Even worse he got away unchallenged for blaming Bush for the North getting nuclear weapons. The blame properly belongs to Clinton.
To me Kerry's Korea declaration was the most startling event of the debates. Not only did he ignore the historical failure, but he ignored the fact that bilateral negotiations in this context is almost universally viewed as a strategic error by the diplomatic community. I am hard pressed to think of a case where a party has negotiated a separate peace out of strength. It is almost always a sign of weakness and collapse, which is precisely why the PRK has gone out of their way to insist on it. They couldn't believe their good fortune when the Clinton administration agreed to it and would do anything to regain such a position.
Holbrook likes it because his potential benefactor put it out there. He should have his sniveling diplomatic nose rubbed in dog doo for going along with this outrage!
O'Reilly hammered Richard Holbrooke with this tonight. He said that Kerry's plan for North Korea is just more of the same Clinton-Albright appeasement that allowed NK to gain nuclear weapons in the first place.

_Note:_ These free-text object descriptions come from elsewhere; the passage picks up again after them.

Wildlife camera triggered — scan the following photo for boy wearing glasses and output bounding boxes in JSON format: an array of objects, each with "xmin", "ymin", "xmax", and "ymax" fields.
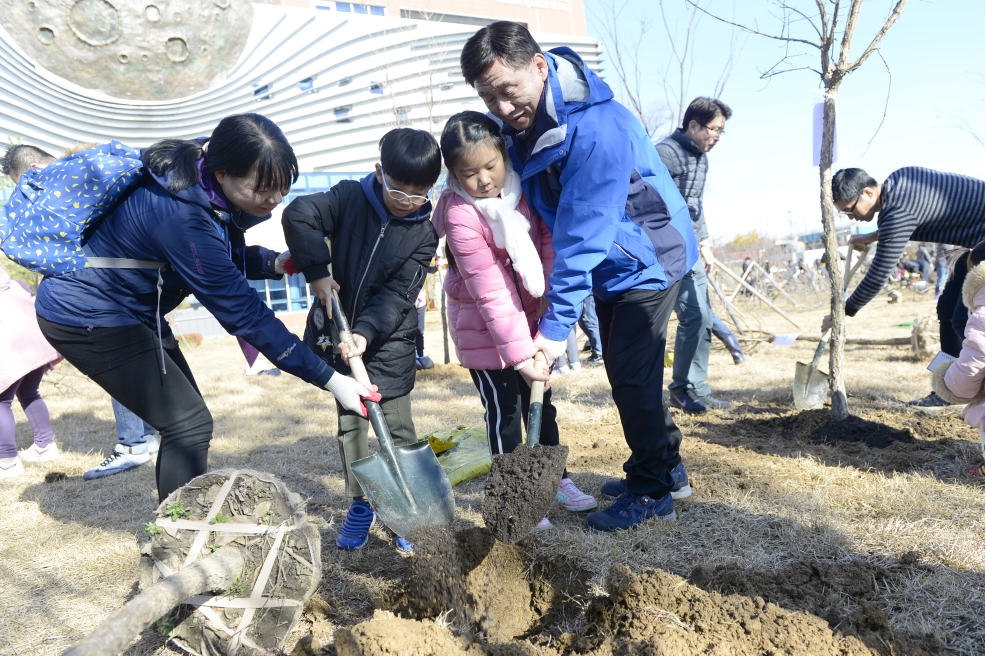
[{"xmin": 282, "ymin": 128, "xmax": 440, "ymax": 550}]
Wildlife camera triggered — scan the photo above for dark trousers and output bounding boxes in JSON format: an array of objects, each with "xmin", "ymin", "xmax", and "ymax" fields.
[
  {"xmin": 415, "ymin": 305, "xmax": 426, "ymax": 357},
  {"xmin": 595, "ymin": 284, "xmax": 684, "ymax": 499},
  {"xmin": 469, "ymin": 368, "xmax": 563, "ymax": 469},
  {"xmin": 38, "ymin": 318, "xmax": 213, "ymax": 502},
  {"xmin": 938, "ymin": 254, "xmax": 970, "ymax": 357}
]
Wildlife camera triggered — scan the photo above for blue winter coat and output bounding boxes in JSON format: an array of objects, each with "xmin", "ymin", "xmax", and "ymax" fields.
[
  {"xmin": 35, "ymin": 170, "xmax": 334, "ymax": 386},
  {"xmin": 502, "ymin": 48, "xmax": 698, "ymax": 341}
]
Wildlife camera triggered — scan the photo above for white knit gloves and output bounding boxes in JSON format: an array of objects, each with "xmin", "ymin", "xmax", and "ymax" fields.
[
  {"xmin": 324, "ymin": 372, "xmax": 381, "ymax": 416},
  {"xmin": 533, "ymin": 333, "xmax": 568, "ymax": 362}
]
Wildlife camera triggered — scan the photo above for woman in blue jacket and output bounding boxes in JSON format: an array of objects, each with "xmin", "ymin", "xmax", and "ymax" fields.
[{"xmin": 35, "ymin": 114, "xmax": 379, "ymax": 501}]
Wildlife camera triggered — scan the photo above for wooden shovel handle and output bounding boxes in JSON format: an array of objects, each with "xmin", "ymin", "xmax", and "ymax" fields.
[
  {"xmin": 530, "ymin": 351, "xmax": 547, "ymax": 404},
  {"xmin": 330, "ymin": 289, "xmax": 371, "ymax": 387}
]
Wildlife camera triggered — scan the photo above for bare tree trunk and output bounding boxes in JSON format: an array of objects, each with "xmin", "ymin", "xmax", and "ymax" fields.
[
  {"xmin": 65, "ymin": 547, "xmax": 246, "ymax": 656},
  {"xmin": 441, "ymin": 286, "xmax": 450, "ymax": 365},
  {"xmin": 818, "ymin": 89, "xmax": 849, "ymax": 421}
]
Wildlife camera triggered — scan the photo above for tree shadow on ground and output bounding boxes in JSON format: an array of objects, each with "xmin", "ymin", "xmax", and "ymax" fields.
[{"xmin": 674, "ymin": 401, "xmax": 983, "ymax": 482}]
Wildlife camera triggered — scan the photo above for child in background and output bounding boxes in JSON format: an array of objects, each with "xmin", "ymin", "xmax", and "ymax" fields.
[
  {"xmin": 433, "ymin": 111, "xmax": 597, "ymax": 526},
  {"xmin": 0, "ymin": 268, "xmax": 61, "ymax": 477},
  {"xmin": 931, "ymin": 242, "xmax": 984, "ymax": 475},
  {"xmin": 282, "ymin": 128, "xmax": 440, "ymax": 550}
]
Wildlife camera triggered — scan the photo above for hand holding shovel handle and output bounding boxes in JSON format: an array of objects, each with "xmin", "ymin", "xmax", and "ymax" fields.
[{"xmin": 527, "ymin": 351, "xmax": 547, "ymax": 447}]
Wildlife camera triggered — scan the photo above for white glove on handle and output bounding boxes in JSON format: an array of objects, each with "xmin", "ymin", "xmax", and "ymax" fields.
[
  {"xmin": 324, "ymin": 372, "xmax": 381, "ymax": 417},
  {"xmin": 533, "ymin": 333, "xmax": 568, "ymax": 362}
]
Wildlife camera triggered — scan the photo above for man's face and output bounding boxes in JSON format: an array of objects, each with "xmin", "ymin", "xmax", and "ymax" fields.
[
  {"xmin": 683, "ymin": 114, "xmax": 725, "ymax": 153},
  {"xmin": 834, "ymin": 186, "xmax": 879, "ymax": 222},
  {"xmin": 474, "ymin": 55, "xmax": 549, "ymax": 131}
]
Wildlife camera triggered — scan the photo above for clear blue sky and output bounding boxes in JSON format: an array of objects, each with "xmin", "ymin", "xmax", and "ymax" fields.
[{"xmin": 583, "ymin": 0, "xmax": 986, "ymax": 244}]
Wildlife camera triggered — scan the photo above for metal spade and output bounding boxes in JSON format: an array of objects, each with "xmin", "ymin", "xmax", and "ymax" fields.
[{"xmin": 330, "ymin": 290, "xmax": 455, "ymax": 537}]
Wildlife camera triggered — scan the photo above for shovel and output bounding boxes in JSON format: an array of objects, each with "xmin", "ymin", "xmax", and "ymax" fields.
[
  {"xmin": 481, "ymin": 352, "xmax": 569, "ymax": 544},
  {"xmin": 329, "ymin": 290, "xmax": 455, "ymax": 538},
  {"xmin": 793, "ymin": 247, "xmax": 869, "ymax": 410}
]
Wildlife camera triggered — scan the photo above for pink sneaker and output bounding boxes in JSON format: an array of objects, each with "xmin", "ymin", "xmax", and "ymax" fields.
[
  {"xmin": 532, "ymin": 517, "xmax": 552, "ymax": 532},
  {"xmin": 19, "ymin": 443, "xmax": 60, "ymax": 462},
  {"xmin": 557, "ymin": 478, "xmax": 598, "ymax": 512}
]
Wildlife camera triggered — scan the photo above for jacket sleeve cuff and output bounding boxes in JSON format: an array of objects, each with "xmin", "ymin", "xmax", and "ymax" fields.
[
  {"xmin": 312, "ymin": 362, "xmax": 334, "ymax": 388},
  {"xmin": 845, "ymin": 303, "xmax": 858, "ymax": 318},
  {"xmin": 513, "ymin": 358, "xmax": 535, "ymax": 371},
  {"xmin": 351, "ymin": 322, "xmax": 380, "ymax": 346},
  {"xmin": 302, "ymin": 263, "xmax": 331, "ymax": 283},
  {"xmin": 930, "ymin": 358, "xmax": 974, "ymax": 405}
]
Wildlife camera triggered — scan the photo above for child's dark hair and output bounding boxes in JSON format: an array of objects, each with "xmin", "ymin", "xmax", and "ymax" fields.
[
  {"xmin": 379, "ymin": 128, "xmax": 442, "ymax": 188},
  {"xmin": 440, "ymin": 111, "xmax": 508, "ymax": 174},
  {"xmin": 142, "ymin": 113, "xmax": 299, "ymax": 194}
]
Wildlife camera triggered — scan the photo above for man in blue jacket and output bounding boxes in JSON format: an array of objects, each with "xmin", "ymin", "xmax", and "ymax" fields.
[{"xmin": 461, "ymin": 22, "xmax": 699, "ymax": 531}]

Kerry is a big fan of bilateral talks. Recall that he had his own personal bilateral talks with the North Vietnam communists in Paris.
Didn't they walk out of the talks, and Albright chased them down the hall .. seems like I recall some kind of story like that.
And .. when Albright entered a room to meet with them they thought she was the maid ..??
Bush should have told Kerry the last time I remember you handling bilaterl talks we left several pow's in a communist country and never saw alot of them again.